Petrobras Could Raise US$28 Billion Selling Stake In Key Offshore Area
Brazil’s state-controlled oil company Petroleo Brasileiro SA could raise around US$28 billion by selling a big stake in a key offshore oil area if Congress passes a bill allowing such a move, Brazil’s Mining and Energy Minister said on the 28th June.
The reserves, located in the offshore Santos basin, are part of the “transfer-of-rights” area which the government passed to Petrobras at a price that is still in dispute. Since 2014, negotiations to resolve the dispute have been contentious, with both parties claiming to be owed billions of dollars.
A basic text of a bill that would allow Petrobras to sell up to a 70 percent stake in the area was passed by the Lower House last week but requires further approvals there before it heads to the Senate.
“Once approved, the change should let Petrobras make around $28 billion,” Mining and Energy Minister Wellington Moreira Franco said.
The transfer-of-rights area was granted to Petrobras in 2010 to extract five billion barrels of oil and gas for a price based on oil prices then. However, the contract stipulated that costs, among other things, would be reviewed after the area was declared commercially viable in 2014. That has led to years of sparring, as oil prices have fluctuated.
The bill winding its way through Congress would also allow the government to auction off oil and gas reserves in the area beyond the 5 billion barrels promised to Petrobras. The government has already said it wants to host the auction on the 29th November.

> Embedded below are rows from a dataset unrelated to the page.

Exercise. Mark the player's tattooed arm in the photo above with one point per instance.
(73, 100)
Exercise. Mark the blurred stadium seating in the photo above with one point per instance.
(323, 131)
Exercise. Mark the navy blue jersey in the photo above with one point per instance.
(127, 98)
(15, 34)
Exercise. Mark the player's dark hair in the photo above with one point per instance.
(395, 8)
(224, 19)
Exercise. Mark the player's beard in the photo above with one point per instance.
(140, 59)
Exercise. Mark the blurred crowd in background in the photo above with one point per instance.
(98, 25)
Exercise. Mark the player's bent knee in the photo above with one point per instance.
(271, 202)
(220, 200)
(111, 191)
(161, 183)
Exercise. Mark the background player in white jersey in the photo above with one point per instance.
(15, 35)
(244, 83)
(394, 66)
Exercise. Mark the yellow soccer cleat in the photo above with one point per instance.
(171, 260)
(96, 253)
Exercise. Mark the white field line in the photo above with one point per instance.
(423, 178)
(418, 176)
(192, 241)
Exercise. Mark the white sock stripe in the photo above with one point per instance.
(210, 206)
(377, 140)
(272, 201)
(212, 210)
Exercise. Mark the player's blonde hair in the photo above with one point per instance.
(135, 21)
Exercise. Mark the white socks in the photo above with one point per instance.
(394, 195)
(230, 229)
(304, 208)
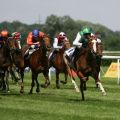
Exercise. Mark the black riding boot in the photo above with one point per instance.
(53, 55)
(75, 54)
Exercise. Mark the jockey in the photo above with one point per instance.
(17, 36)
(81, 39)
(4, 34)
(58, 43)
(33, 40)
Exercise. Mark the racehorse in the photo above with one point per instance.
(58, 63)
(38, 63)
(87, 65)
(5, 63)
(17, 60)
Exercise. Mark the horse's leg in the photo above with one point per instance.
(3, 81)
(37, 83)
(57, 80)
(7, 81)
(69, 70)
(82, 83)
(95, 76)
(66, 76)
(47, 81)
(33, 82)
(81, 89)
(22, 83)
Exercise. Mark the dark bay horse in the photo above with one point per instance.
(38, 63)
(58, 63)
(86, 65)
(17, 60)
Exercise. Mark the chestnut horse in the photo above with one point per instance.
(17, 60)
(58, 63)
(38, 63)
(86, 64)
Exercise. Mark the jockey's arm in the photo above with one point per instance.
(36, 43)
(98, 40)
(19, 45)
(55, 44)
(76, 42)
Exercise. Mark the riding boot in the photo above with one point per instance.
(53, 55)
(26, 56)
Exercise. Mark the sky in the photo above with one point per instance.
(104, 12)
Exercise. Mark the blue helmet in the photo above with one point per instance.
(35, 33)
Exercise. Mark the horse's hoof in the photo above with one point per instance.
(58, 87)
(21, 91)
(77, 90)
(104, 93)
(37, 90)
(45, 85)
(63, 82)
(8, 91)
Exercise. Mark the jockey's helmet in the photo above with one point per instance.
(4, 33)
(16, 35)
(35, 33)
(62, 35)
(87, 31)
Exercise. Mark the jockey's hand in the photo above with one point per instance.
(84, 45)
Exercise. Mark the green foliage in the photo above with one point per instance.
(61, 104)
(55, 24)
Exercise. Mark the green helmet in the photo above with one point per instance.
(87, 30)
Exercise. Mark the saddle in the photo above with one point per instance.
(29, 52)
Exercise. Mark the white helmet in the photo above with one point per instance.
(62, 35)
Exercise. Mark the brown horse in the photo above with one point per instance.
(17, 60)
(87, 65)
(58, 63)
(38, 62)
(5, 63)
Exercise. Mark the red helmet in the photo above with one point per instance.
(62, 35)
(16, 35)
(4, 33)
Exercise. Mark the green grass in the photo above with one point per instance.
(61, 104)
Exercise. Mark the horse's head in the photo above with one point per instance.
(95, 46)
(46, 42)
(12, 43)
(66, 45)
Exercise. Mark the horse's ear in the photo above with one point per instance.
(48, 35)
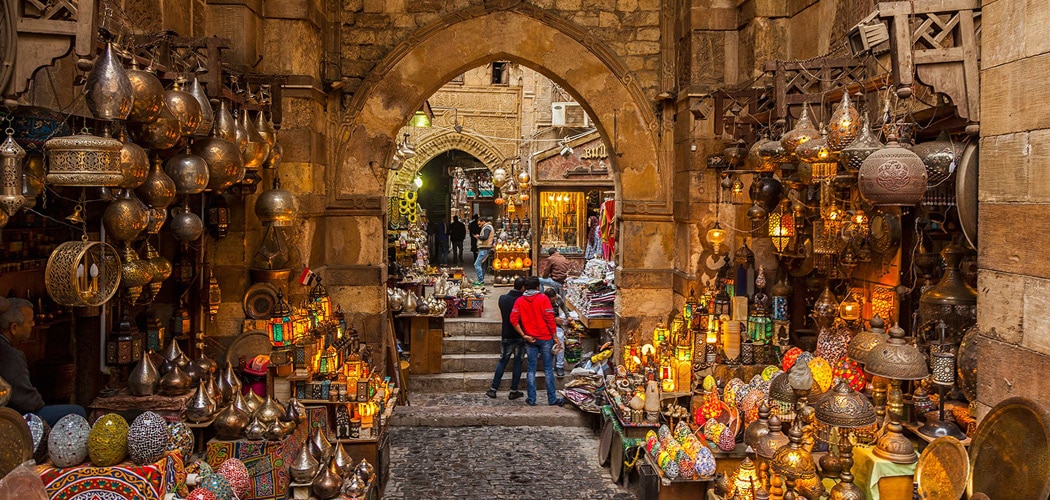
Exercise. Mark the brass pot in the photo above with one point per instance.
(134, 164)
(144, 378)
(201, 407)
(303, 466)
(175, 382)
(276, 207)
(188, 171)
(226, 166)
(185, 107)
(84, 160)
(207, 115)
(230, 422)
(125, 217)
(256, 150)
(148, 95)
(159, 190)
(108, 90)
(163, 132)
(186, 226)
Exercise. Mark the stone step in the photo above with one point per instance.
(473, 327)
(476, 382)
(477, 344)
(481, 362)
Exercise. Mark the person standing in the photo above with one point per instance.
(16, 326)
(474, 228)
(557, 270)
(512, 344)
(457, 232)
(485, 237)
(532, 317)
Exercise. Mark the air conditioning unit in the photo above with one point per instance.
(568, 115)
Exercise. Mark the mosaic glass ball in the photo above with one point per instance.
(107, 444)
(236, 474)
(218, 485)
(201, 494)
(67, 443)
(182, 438)
(148, 438)
(705, 463)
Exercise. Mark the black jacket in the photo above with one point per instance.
(506, 305)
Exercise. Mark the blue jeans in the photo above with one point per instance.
(479, 264)
(537, 349)
(53, 413)
(509, 347)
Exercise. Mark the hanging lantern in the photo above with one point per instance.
(893, 175)
(107, 90)
(280, 323)
(12, 154)
(803, 132)
(844, 125)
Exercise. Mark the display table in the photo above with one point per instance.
(123, 480)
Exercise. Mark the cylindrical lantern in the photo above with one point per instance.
(11, 174)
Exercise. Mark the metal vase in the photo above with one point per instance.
(108, 90)
(144, 378)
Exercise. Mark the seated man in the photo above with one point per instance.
(16, 325)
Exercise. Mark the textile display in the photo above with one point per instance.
(118, 482)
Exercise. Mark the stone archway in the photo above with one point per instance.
(432, 146)
(563, 51)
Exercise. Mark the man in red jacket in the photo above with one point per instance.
(532, 317)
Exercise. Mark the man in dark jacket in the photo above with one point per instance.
(16, 326)
(532, 317)
(457, 232)
(512, 344)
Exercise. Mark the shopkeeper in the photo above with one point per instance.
(16, 326)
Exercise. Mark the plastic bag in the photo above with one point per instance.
(23, 483)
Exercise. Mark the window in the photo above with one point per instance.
(501, 73)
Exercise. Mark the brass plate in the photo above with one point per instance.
(1010, 452)
(259, 300)
(18, 441)
(943, 470)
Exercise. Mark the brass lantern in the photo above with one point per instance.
(12, 154)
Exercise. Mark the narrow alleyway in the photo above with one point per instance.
(454, 441)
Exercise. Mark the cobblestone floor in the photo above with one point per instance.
(523, 462)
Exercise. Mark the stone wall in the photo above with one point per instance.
(1013, 280)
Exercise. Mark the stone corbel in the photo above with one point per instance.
(936, 41)
(45, 33)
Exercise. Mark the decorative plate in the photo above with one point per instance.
(943, 470)
(17, 438)
(259, 300)
(1011, 446)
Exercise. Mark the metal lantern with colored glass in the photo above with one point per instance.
(280, 323)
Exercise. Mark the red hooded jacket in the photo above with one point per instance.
(536, 315)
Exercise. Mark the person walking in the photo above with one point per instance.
(512, 344)
(474, 228)
(532, 317)
(562, 320)
(485, 237)
(457, 232)
(555, 271)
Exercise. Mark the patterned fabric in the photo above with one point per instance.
(119, 482)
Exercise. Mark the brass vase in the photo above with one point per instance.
(201, 407)
(230, 422)
(144, 377)
(108, 90)
(303, 466)
(159, 190)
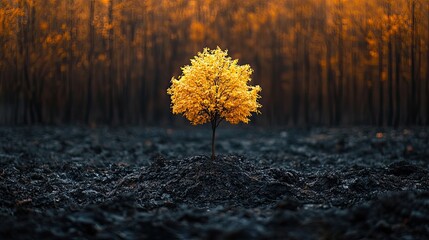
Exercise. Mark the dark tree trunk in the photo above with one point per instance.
(389, 74)
(398, 63)
(90, 62)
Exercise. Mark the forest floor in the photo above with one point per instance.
(154, 183)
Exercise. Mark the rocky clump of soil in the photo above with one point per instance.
(141, 183)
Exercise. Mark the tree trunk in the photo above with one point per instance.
(380, 85)
(90, 62)
(389, 74)
(398, 83)
(213, 139)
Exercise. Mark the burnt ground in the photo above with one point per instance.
(153, 183)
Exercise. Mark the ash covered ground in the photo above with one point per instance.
(154, 183)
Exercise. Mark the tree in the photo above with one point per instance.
(214, 88)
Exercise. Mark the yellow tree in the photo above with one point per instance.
(214, 88)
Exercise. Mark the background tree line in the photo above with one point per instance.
(318, 61)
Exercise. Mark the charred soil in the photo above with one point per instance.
(153, 183)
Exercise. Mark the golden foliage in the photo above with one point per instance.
(214, 87)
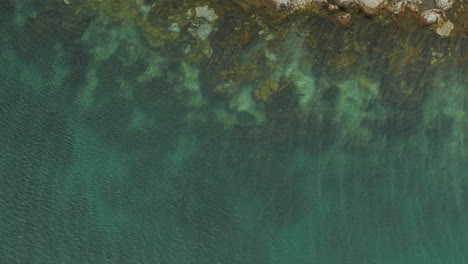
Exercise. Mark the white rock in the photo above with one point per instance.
(206, 13)
(445, 29)
(432, 16)
(444, 4)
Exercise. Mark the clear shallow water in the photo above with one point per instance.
(113, 152)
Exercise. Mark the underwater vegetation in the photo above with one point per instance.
(240, 131)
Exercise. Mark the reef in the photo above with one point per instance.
(274, 68)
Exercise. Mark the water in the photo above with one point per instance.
(127, 139)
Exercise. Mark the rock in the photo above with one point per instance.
(343, 19)
(432, 16)
(444, 4)
(206, 13)
(445, 29)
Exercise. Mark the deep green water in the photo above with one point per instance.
(96, 167)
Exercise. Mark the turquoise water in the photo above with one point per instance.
(113, 151)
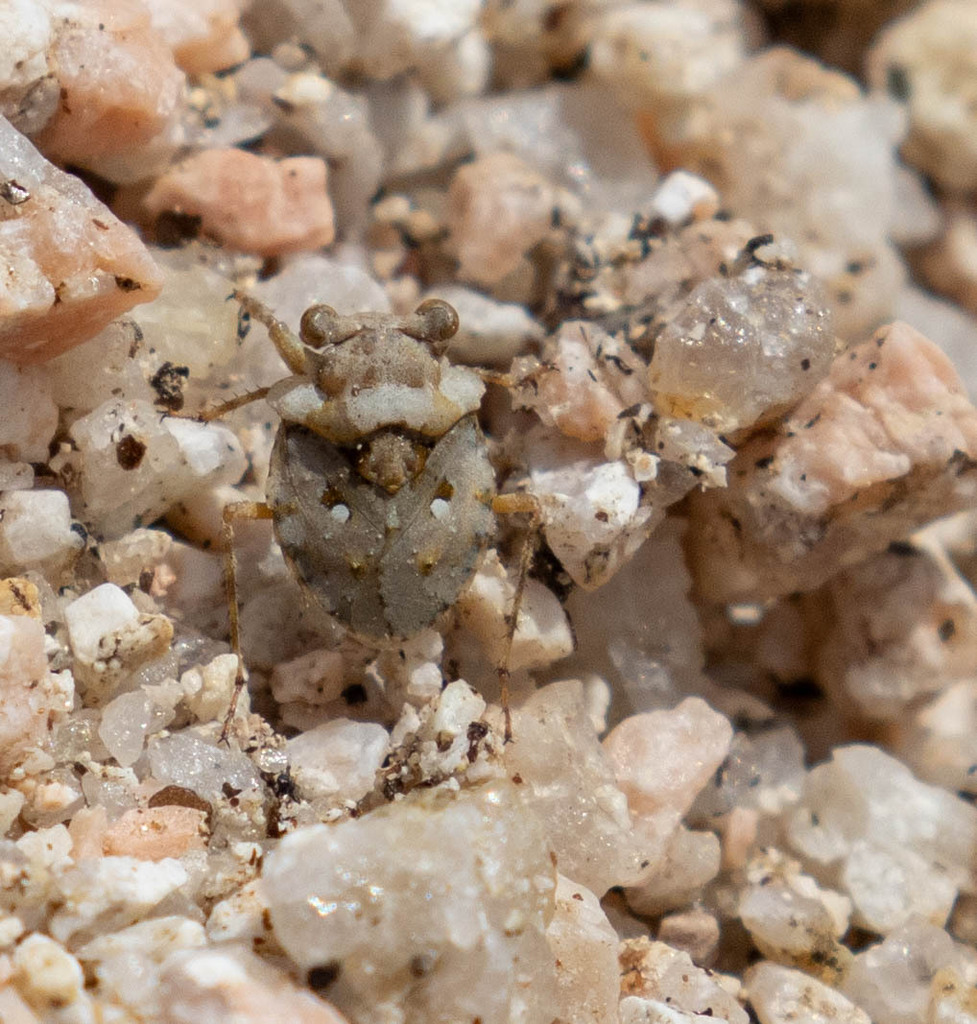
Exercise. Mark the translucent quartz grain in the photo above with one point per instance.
(742, 347)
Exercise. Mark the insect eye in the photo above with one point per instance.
(435, 322)
(322, 326)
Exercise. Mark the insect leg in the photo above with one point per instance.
(237, 510)
(516, 503)
(290, 347)
(216, 412)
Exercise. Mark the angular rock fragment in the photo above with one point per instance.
(655, 971)
(781, 995)
(121, 94)
(203, 34)
(422, 901)
(500, 208)
(248, 202)
(900, 627)
(586, 947)
(570, 788)
(30, 696)
(924, 59)
(797, 150)
(71, 265)
(882, 445)
(900, 848)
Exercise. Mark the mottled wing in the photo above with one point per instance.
(444, 520)
(331, 526)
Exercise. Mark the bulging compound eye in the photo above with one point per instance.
(438, 322)
(321, 326)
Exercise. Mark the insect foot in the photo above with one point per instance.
(380, 488)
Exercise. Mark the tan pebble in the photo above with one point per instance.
(499, 209)
(248, 202)
(230, 984)
(120, 88)
(19, 597)
(738, 833)
(156, 833)
(662, 759)
(87, 829)
(694, 932)
(203, 34)
(30, 696)
(58, 294)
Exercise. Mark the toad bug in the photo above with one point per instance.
(380, 488)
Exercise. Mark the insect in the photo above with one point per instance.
(380, 489)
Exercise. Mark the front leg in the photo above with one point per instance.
(238, 510)
(288, 344)
(516, 503)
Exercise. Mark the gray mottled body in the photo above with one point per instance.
(384, 564)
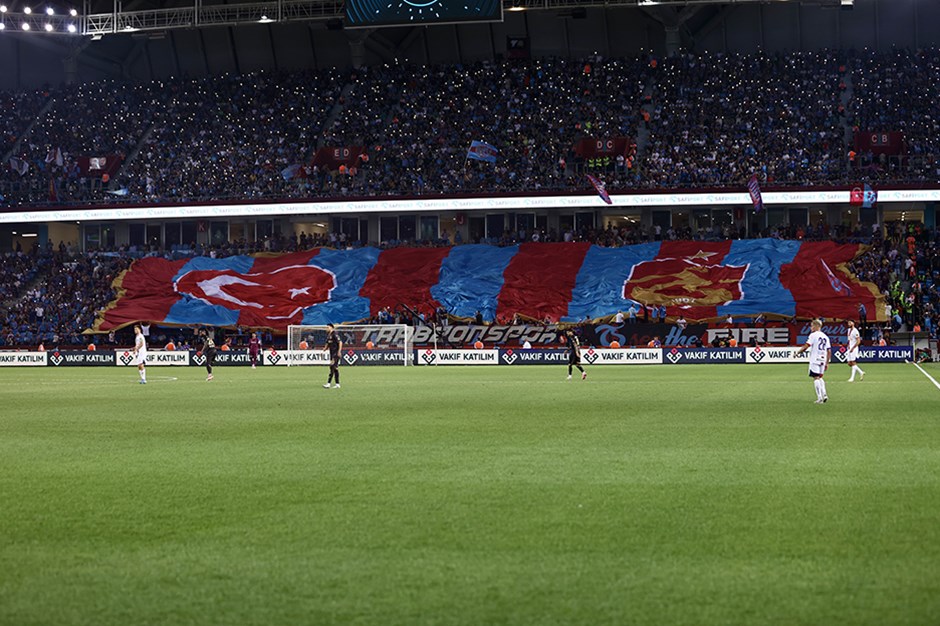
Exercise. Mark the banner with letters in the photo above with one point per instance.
(70, 358)
(22, 359)
(428, 356)
(555, 282)
(456, 357)
(154, 357)
(678, 356)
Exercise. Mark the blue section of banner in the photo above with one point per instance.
(190, 310)
(241, 264)
(761, 289)
(598, 290)
(471, 279)
(351, 267)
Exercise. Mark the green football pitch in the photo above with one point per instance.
(686, 494)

However, Joao Vicente de Carvalho Vieira, Brazil’s oil and natural gas minister, said the chance of Petrobras and the government reaching a deal this year over the value of the disputed area are slim.
Such a deal would be a key precursor for an auction of the remaining areas. Brazil, now Latin America’s largest producer, has attracted top dollar from the world’s largest oil companies in recent auctions, as they seek to lock in access to Brazil’s pre-salt offshore oil play.
There, billions of barrels of oil are trapped under a thick layer of salt beneath the ocean floor.